However, unary minus does not necessarily compute the twos-complement of a value whose type is signed, because C (and C++) still explicitly allow implementations based on CPUs that don't use twos-complement for signed quantities. As far as I know, no such CPU has been manufactured in at least 20 years, so the continued provision for them is kind of silly, but there it is. If you want to compute the twos-complement of a value even if its type happens to be signed, you have to do this: (C++ again)
#include <type_traits>
template <typename T>
T twos_complement(T val)
{
typedef std::make_unsigned<T>::type U;
return T(-uintmax_t(U(val)));
}
i.e. convert to the corresponding unsigned type, then to uintmax_t, then apply unary minus, then back-convert to the possibly-signed type. (The cast to U is required to make sure the value is zero- rather than sign-extended from its natural width.)
(If you find yourself doing this, though, stop and change the types in question to unsigned instead. Your future self will thank you.)
The correct expression will look
byte TwosComplement = ~b + 1;
Note: provided that byte is defined as unsigned char
On a two's complement machine negation computes the two's complement, yes.
On the Unisys something-something, hopefully now dead and buried (but was still extant a few years ago), no for a signed type.
C and C++ supports two's complement, one's complement and sign-and-magnitude representation of signed integers, and only with two's complement does negation do a two's complement.
With byte as an unsigned type negation plus conversion to byte produces the two's complement bitpattern, regardless of integer representation, because conversion to unsigned as well as unsigned arithmetic is modulo 2n where n is the number of value representation bits.
That is, the resulting value after assigning or initializing with -x is 2n - x which is the two's complement of x.
This does not mean that the negation itself necessarily computes the two's complement bitpattern. To understand this, note that with byte defined as unsigned char, and with sizeof(int) > 1, the byte value is promoted to int before the negation, i.e. the negation operation is done with a signed type. But converting the resulting negative value to unsigned byte, creates the two's complement bitpattern by definition and the C++ guarantee of modulo arithmetic and conversion to unsigned type.
The usefulness of 2's complement form follows from 2n - x = 1 + ((2n - 1) - x), where the last parenthesis is an all-ones bitpattern minus x, i.e. a simple bitwise inversion of x.
twos_complement code for a byte binary number :
int byte[] = {1, 0, 1, 1, 1, 1, 1, 1};
if (byte[0] != 0){
for (int i = 0; i < 8; i++){
if (byte[i] == 1)
byte[i] = 0;
else
byte[i] = 1;
}
for (int j = 7; j >= 0; j--){
if (byte[j] == 0){
byte[j] = 1;
break;
}
else {
byte[j] = 0;
}
}
}
for (int i = 0; i < 8; i++)
cout << byte[i];
cout << endl;

C++ signed integer conversion to unsigned with more bits

I wonder about type conversion from a smaller signed integer to a larger unsigned integer. It appears that the compiler first converts the signed integer to a signed integer of the same size as the destination, then to the unsigned integer.
Regard the following C++ code:
#include <assert.h>
#include <iostream>
typedef int sint;
typedef unsigned __int64 luint;
int main(int, char**) {
assert(sizeof(luint) > sizeof(sint));
sint i = -10;
luint j = i;
std::cout << std::hex << j;
}
Under Visual C++ this yields: fffffffffffffff6.
This is as I like it. Can I be sure that all compilers will behave this way? If the signed integer would be converted to an unsigned first and then to the new size, the result would have been fffffff6.
Signed to unsigned conversion uses modulo 2n arithmetic. From the C++11 Standard, section 4.7 Integral conversions [conv.integral] (§4.7/2):
If the destination type is unsigned, the resulting value is the least unsigned integer congruent to the source
integer (modulo 2n where n is the number of bits used to represent the unsigned type).
So j takes the value 264 − 10, which is 0xfffffffffffffff6.
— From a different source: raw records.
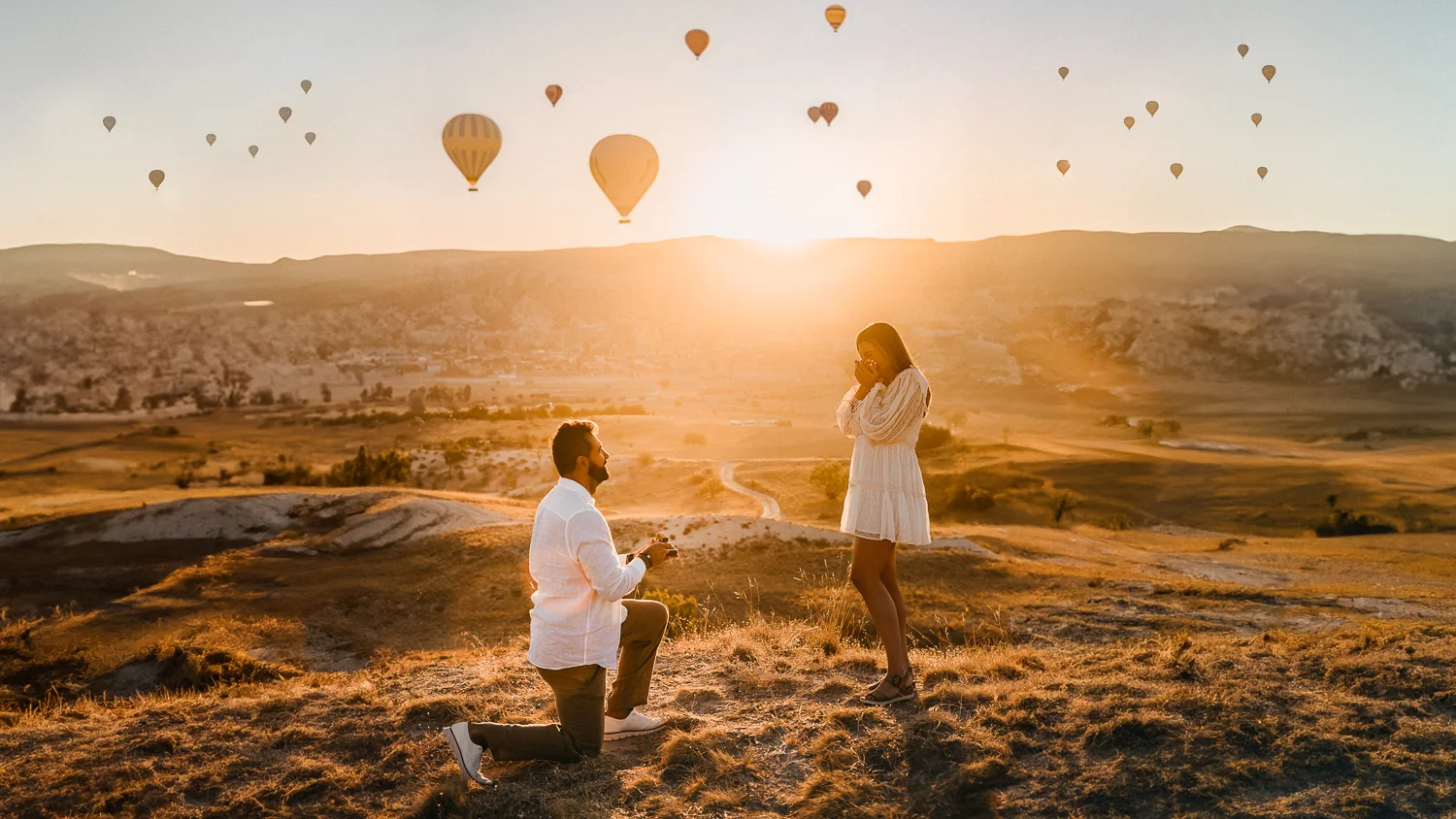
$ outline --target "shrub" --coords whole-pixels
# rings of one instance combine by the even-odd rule
[[[810,483],[824,492],[827,500],[839,500],[849,492],[849,466],[844,461],[823,461],[810,470]]]
[[[409,455],[390,450],[371,455],[364,447],[358,454],[333,464],[325,479],[329,486],[380,486],[409,480]]]
[[[1325,498],[1325,502],[1329,503],[1329,516],[1315,527],[1316,537],[1383,535],[1396,531],[1393,525],[1379,518],[1337,508],[1338,495]]]
[[[948,426],[936,426],[933,423],[926,423],[920,428],[920,438],[914,442],[916,452],[929,452],[930,450],[939,450],[954,439],[951,429]]]
[[[313,467],[290,461],[288,455],[278,455],[278,463],[265,467],[262,473],[264,486],[317,486],[322,483],[322,479],[313,474]]]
Is there a safe way to get the unsigned absolute value of a signed integer, without triggering overflow?

Consider a typical absolute value function (where for the sake of argument the integral type of maximum size is long):
unsigned long abs(long input);
A naive implementation of this might look something like:
unsigned long abs(long input)
{
if (input >= 0)
{
// input is positive
// We know this is safe, because the maximum positive signed
// integer is always less than the maximum positive unsigned one
return static_cast<unsigned long>(input);
}
else
{
return static_cast<unsigned long>(-input); // ut oh...
}
}
This code triggers undefined behavior, because the negation of input may overflow, and triggering signed integer overflow is undefined behavior. For instance, on 2s complement machines, the absolute value of std::numeric_limits<long>::min() will be 1 greater than std::numeric_limits<long>::max().
What can a library author do to work around this problem?
One can cast to the unsigned variant first to avoid any undefined behavior:
unsigned long uabs(long input)
{
if (input >= 0)
{
// input is positive
return static_cast<unsigned long>(input);
}
else
{
return -static_cast<unsigned long>(input); // read on...
}
}
In the above code, we invoke two well defined operations. Converting the signed integer to the unsigned one is well defined by N3485 4.7 [conv.integral]/2:
If the destination type is unsigned, the resulting value is the least unsigned integer congruent to the source integer (modulo 2^n where n is the number of bits used to represent the unsigned type). [ Note: In a two’s complement representation, this conversion is conceptual and there is no change in the bit pattern (if there is no truncation). — end note ]
This basically says that when making the specific conversion of going from signed to unsigned, one can assume unsigned-style wraparound.
The negation of the unsigned integer is well defined by 5.3.1 [expr.unary.op]/8:
The negative of an unsigned quantity is computed by subtracting its value from 2^n , where n is the number of bits in the promoted operand.
These two requirements effectively force implementations to operate like a 2s complement machine would, even if the underlying machine is a 1s complement or signed magnitude machine.
A generalized C++11 version that returns the unsigned version of an integral type:
#include <type_traits>
template <typename T>
constexpr
typename std::make_unsigned<T>::type uabs(T x)
{
typename std::make_unsigned<T>::type ux = x;
return (x<0) ? -ux : ux; // compare signed x, negate unsigned x
}
This compiles on the Godbolt compiler explorer, with a test case showing that gcc -O3 -fsanitize=undefined finds no UB in uabs(std::numeric_limits<long>::min()); after constant-propagation, but does in std::abs().
Further template stuff should be possible to make a version that would return the unsigned version of integral types, but return T for floating-point types, if you want a general-purpose replacement for std::abs.
Just add one if negative.
unsigned long absolute_value(long x) {
if (x >= 0) return (unsigned long)x;
x = -(x+1);
return (unsigned long)x + 1;
}